Entreabrió sus ropajes para dejar ver colgados del interior de los mismos varias decenas de
objetos de dudoso valor.
—¿Qué es eso? —Señaló el comandante.
—¿Esto? —El Viejo cogió una pulserita de entre varias.
—No. Eso —. Acercó más el dedo a las baratijas.
—¡Oh!

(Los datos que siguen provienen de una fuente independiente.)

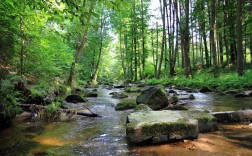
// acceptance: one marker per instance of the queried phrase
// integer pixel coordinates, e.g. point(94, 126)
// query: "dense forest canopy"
point(55, 45)
point(110, 39)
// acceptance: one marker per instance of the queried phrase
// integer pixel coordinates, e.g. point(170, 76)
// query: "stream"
point(105, 135)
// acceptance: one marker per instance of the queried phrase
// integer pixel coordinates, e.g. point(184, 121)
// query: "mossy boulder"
point(91, 94)
point(232, 92)
point(176, 107)
point(234, 116)
point(155, 127)
point(185, 97)
point(119, 84)
point(205, 89)
point(133, 89)
point(119, 95)
point(142, 107)
point(125, 105)
point(75, 98)
point(207, 122)
point(154, 97)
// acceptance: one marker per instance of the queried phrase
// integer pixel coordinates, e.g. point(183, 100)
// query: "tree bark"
point(162, 8)
point(79, 50)
point(187, 41)
point(239, 38)
point(22, 45)
point(212, 37)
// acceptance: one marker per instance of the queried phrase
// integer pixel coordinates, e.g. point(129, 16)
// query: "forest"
point(50, 47)
point(88, 59)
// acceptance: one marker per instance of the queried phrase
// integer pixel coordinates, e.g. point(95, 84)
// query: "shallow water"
point(106, 135)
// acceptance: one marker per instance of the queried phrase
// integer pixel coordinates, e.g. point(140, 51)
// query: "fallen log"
point(233, 116)
point(69, 112)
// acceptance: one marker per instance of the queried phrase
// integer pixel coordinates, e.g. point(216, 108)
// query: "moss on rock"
point(125, 105)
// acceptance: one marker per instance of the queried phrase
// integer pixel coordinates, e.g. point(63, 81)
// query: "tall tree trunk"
point(22, 45)
point(79, 50)
point(162, 8)
point(212, 37)
point(95, 72)
point(153, 51)
point(251, 48)
point(239, 38)
point(143, 42)
point(187, 41)
point(156, 63)
point(135, 40)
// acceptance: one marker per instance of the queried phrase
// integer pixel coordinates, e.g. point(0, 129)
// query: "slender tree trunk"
point(79, 50)
point(162, 8)
point(251, 48)
point(22, 45)
point(153, 51)
point(156, 51)
point(187, 41)
point(143, 42)
point(239, 38)
point(94, 75)
point(135, 39)
point(212, 37)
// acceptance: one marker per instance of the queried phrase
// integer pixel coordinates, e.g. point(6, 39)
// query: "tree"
point(239, 38)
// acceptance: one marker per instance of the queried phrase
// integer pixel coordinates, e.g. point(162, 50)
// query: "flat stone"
point(185, 96)
point(233, 116)
point(154, 127)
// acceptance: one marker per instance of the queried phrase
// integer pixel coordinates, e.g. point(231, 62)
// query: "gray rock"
point(154, 97)
point(205, 89)
point(154, 127)
point(233, 116)
point(117, 95)
point(75, 98)
point(185, 96)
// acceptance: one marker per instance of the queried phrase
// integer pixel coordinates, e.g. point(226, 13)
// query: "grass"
point(225, 80)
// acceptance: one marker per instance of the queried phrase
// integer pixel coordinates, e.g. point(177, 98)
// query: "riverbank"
point(225, 81)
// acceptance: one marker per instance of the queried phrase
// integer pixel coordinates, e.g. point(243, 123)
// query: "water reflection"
point(106, 135)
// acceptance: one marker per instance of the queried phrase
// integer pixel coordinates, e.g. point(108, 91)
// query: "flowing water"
point(106, 135)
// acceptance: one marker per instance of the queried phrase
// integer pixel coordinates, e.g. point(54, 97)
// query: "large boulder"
point(75, 98)
point(154, 97)
point(125, 105)
point(118, 95)
point(119, 84)
point(142, 107)
point(155, 127)
point(205, 89)
point(133, 89)
point(234, 116)
point(185, 97)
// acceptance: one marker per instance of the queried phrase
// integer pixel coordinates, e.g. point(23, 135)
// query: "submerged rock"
point(205, 89)
point(118, 95)
point(244, 94)
point(154, 97)
point(125, 105)
point(185, 96)
point(234, 116)
point(154, 127)
point(91, 94)
point(119, 84)
point(133, 89)
point(75, 98)
point(142, 107)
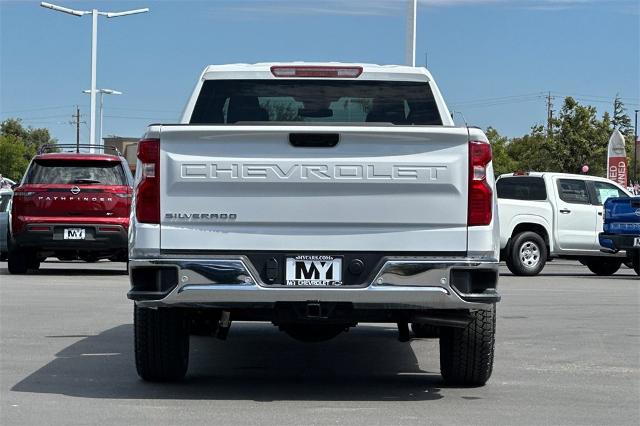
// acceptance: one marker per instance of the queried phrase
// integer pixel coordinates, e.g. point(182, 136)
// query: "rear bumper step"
point(231, 281)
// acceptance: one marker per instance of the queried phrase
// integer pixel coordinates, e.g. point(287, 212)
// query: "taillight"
point(315, 71)
point(148, 190)
point(480, 193)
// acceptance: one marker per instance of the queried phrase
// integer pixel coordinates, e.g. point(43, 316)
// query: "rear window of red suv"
point(76, 172)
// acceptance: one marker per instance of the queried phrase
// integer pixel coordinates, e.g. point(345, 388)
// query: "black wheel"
point(313, 332)
point(527, 254)
point(17, 262)
point(604, 267)
point(425, 331)
point(466, 354)
point(161, 343)
point(33, 261)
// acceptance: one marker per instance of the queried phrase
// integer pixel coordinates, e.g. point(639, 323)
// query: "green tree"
point(532, 152)
point(33, 138)
point(502, 161)
point(18, 145)
point(580, 138)
point(621, 120)
point(13, 157)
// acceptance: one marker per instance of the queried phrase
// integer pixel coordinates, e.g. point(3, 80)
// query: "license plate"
point(74, 234)
point(324, 271)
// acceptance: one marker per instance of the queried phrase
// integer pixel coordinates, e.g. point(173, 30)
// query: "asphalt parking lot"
point(568, 352)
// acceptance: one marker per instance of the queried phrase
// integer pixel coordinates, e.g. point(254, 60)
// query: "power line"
point(140, 118)
point(36, 109)
point(498, 99)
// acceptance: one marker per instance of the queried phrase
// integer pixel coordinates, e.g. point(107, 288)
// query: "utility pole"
point(77, 122)
point(635, 147)
point(549, 114)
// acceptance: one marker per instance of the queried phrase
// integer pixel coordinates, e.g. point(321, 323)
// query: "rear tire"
point(527, 254)
point(466, 354)
point(17, 261)
point(603, 267)
point(161, 343)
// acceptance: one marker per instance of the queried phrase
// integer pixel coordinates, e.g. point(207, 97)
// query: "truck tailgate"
point(378, 189)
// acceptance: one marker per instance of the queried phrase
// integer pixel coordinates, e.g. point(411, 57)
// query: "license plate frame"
point(74, 234)
point(313, 271)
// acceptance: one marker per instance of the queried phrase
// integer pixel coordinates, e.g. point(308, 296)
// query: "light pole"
point(410, 48)
point(635, 146)
point(103, 92)
point(94, 49)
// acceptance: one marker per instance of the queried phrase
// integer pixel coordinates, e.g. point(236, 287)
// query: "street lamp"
point(635, 147)
point(94, 49)
point(102, 93)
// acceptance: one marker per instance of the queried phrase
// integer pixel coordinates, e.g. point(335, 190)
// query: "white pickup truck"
point(314, 197)
point(554, 215)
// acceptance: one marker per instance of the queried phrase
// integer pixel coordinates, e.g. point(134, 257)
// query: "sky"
point(495, 61)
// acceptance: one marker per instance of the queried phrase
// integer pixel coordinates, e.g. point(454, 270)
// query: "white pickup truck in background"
point(314, 197)
point(554, 215)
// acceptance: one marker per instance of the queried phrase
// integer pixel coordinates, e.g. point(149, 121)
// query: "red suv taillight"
point(480, 193)
point(148, 190)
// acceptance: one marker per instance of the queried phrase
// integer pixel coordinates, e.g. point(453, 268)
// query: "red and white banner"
point(617, 169)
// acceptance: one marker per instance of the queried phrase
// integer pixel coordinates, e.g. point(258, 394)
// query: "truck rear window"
point(522, 188)
point(315, 101)
point(76, 172)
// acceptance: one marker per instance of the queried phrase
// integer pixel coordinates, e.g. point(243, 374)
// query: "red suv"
point(70, 205)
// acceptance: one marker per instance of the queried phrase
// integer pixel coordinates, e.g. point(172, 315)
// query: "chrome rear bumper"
point(400, 283)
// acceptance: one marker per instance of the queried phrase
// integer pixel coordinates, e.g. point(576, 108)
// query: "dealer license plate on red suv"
point(74, 234)
point(314, 270)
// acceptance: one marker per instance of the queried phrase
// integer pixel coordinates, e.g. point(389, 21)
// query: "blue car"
point(622, 228)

Esto. Algo excepcional.
—Todo es siempre excepcional contigo —balbuceó Delur.
Tebor no hizo mucho caso y tomó el colgante de hilo de plata del que pendía una diminuta
esfera de color blanquecino y que parecía refulgir con luz interior.
—Una perla de luz —dijo, bajando la voz.
—¿Una perla de luz? —El anciano asintió —Nunca he oído hablar de perlas de luz, ¿y tú, Delur?
—No. Nunca.
—Por supuesto que no. ¡Es la única que existe! —Alzó la voz.
—¿Cuánto quieres por ella? —Valaro tomó aire —. Sería un bonito regalo para mi hija.
—Ummm —miró al techo —siendo para la preciada hija del comandante de las tropas de Puerta Norte
será un precio especial. Diez partes. De oro.
—¿De oro? Dudo que valga más de cinco.
—Yo no pagaría por nada que venda este estafador ni una parte de oro. Aún me debes esa cerveza.
—Entonces, ¿una parte de oro? —Dijo Valaro haciendo eco de las palabras de su subordinado.
—Eso sería regalarlo. No sería justo con mis otros clientes. ¿Tres partes de oro?
—Hecho —le tendió la mano al hombre —y que le pagues la cerveza que le debes a Delur. No quiero
estar otro año completo escuchándolo.
—Trato —. El anciano estrechó la mano que le tendía Valaro.